We (@RoSk0, @wiifm and myself) researched the issue to determine if underscores are allowed characters in the attribute name. This section of Extensible Markup Language (XML) 1.0 (Fifth Edition) states that they are allowed. Therefor, I am changing this to active.
@RoSk0 and @wiifm
- π¦πΊAustralia klonos 90% Melbourne, Australia - 10% Larissa, Greece
I understand that this issue here was raised to explicitly allow underscores in attribute names, however, I would like to point out the following from https://www.w3.org/TR/REC-xml/#NT-Name
- Attribute names should follow the
NameStartChar (NameChar)*
format NameChar
may contain dashes, dots, mid-dots, numbers (among other characters), but it does NOT explicitly state allowing underscores- also,
NameStartChar
(the first character of attribute names) must NOT be a dash - it can however be a colon (:
) or an underscore.
So unless I'm interpreting that wrong, the current regex is incorrect, as it allows the first character of attributes to be a dash. So if we want to allow underscores, they should only be allowed as the first character of the attribute name.
So unless we don't want to follow the standard strictly (in order to allow the use case for which this issue here was opened), the regex should be like so instead:
[_a-zA-Z][-a-zA-Z0-9]*
The above:
- allows the first letter of the attribute name to be an underscore, but NOT a dash
- allows any character following the first character to be a dash, but NOT an underscore
Not sure about how people feel about the rest of the characters (colons, dots, mid-dots etc.). They seem edge cases to me, and best left to be discussed in a follow-up issue, in order to avoid derailing this one here.
my 2c.
- Attribute names should follow the
- π«π·France MacSim
@klonos the doc you're refering to is about XML attributes - we're hereby talking about (X)HTML attributes.

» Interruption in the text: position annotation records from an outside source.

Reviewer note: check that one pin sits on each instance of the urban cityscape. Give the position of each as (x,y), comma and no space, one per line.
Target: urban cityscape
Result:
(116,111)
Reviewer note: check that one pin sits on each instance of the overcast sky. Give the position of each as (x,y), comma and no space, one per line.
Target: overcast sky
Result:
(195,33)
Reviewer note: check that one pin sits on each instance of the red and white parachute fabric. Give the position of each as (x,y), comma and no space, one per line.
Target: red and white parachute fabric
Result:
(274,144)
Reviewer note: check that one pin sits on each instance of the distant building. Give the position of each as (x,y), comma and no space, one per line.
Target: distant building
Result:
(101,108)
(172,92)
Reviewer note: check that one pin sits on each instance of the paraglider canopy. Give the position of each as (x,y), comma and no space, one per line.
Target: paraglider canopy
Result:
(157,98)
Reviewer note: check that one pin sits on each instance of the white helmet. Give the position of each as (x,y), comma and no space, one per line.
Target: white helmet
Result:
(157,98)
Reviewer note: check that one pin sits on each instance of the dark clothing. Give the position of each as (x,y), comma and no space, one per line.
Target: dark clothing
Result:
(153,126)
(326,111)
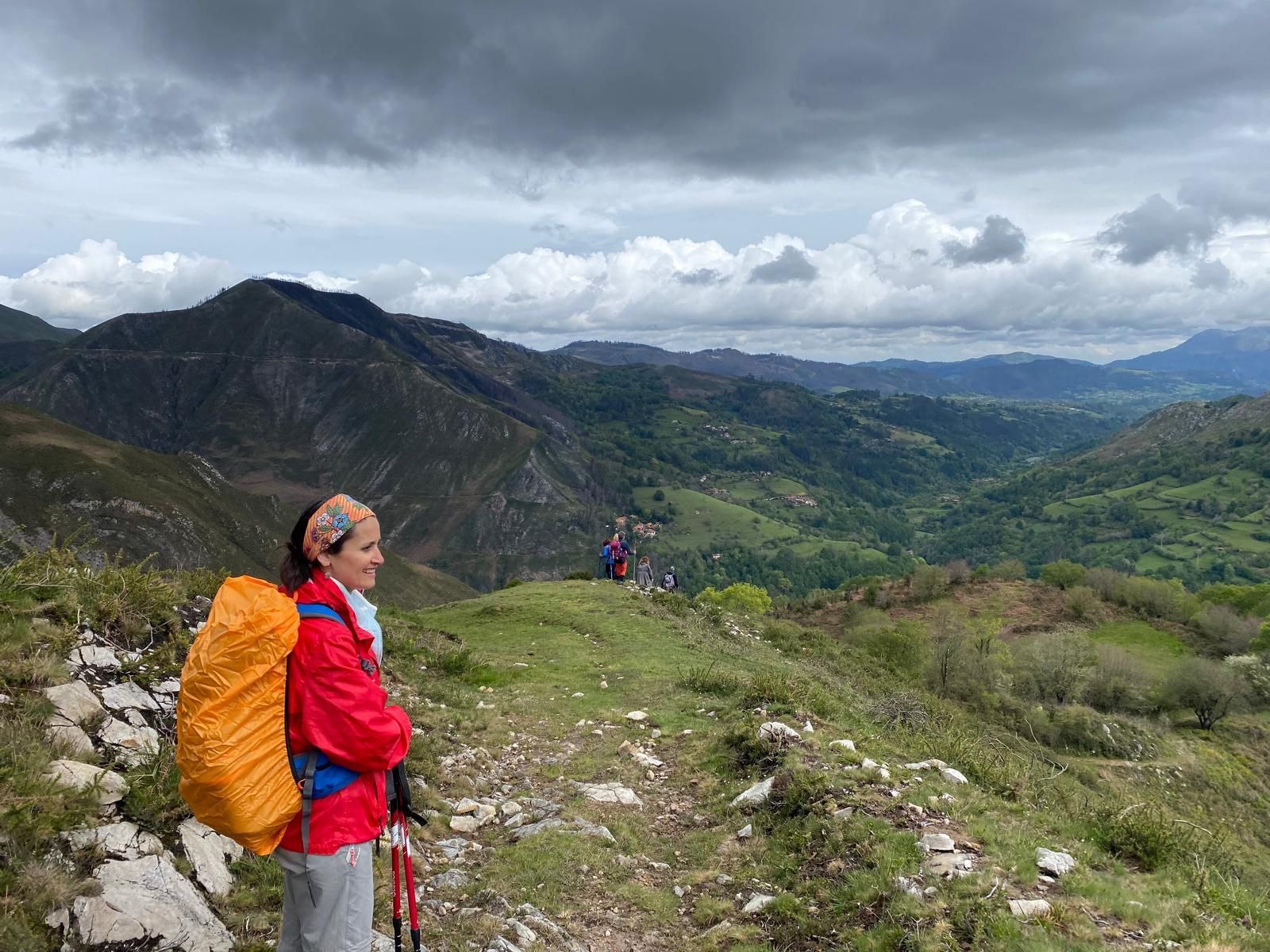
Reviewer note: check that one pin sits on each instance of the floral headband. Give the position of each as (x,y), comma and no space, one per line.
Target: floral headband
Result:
(334,518)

https://html.spec.whatwg.org/multipage/infrastructure.html#xml
Attribute names are said to be XML-compatible if they match the Name production defined in XML and they contain no U+003A COLON characters
My interpretation is that (X)HTML attributes can be XML-compatible but it's not an obligation.
- π¦πΊAustralia klonos 90% Melbourne, Australia - 10% Larissa, Greece
Thanks for the link to the HTML spec @MacSim.
FTR, I am not opposed to this request. If the intended use of _filter_xss_attributes() is to filter XSS attempts (as the name of the function implies) rather than making sure that we adhere to the standards/specs, then all the more.
The reasons why I mentioned and referred to https://www.w3.org/TR/REC-xml/#NT-Name was that a) @quietone linked to https://www.w3.org/TR/2008/REC-xml-20081126/#NT-Name in the most recent comment in this thread before mine, and b) the issue summary has examples of custom tags (
<custom-widget>
), which is not a thing in HTML AFAIK.Either way, it would be nice to add a comment in the function or its docblock clarifying these things (i.e. not trying to adhere to specs, and trying to cover a mix of what is allowed/possible in XML as well as HTML/XHTML).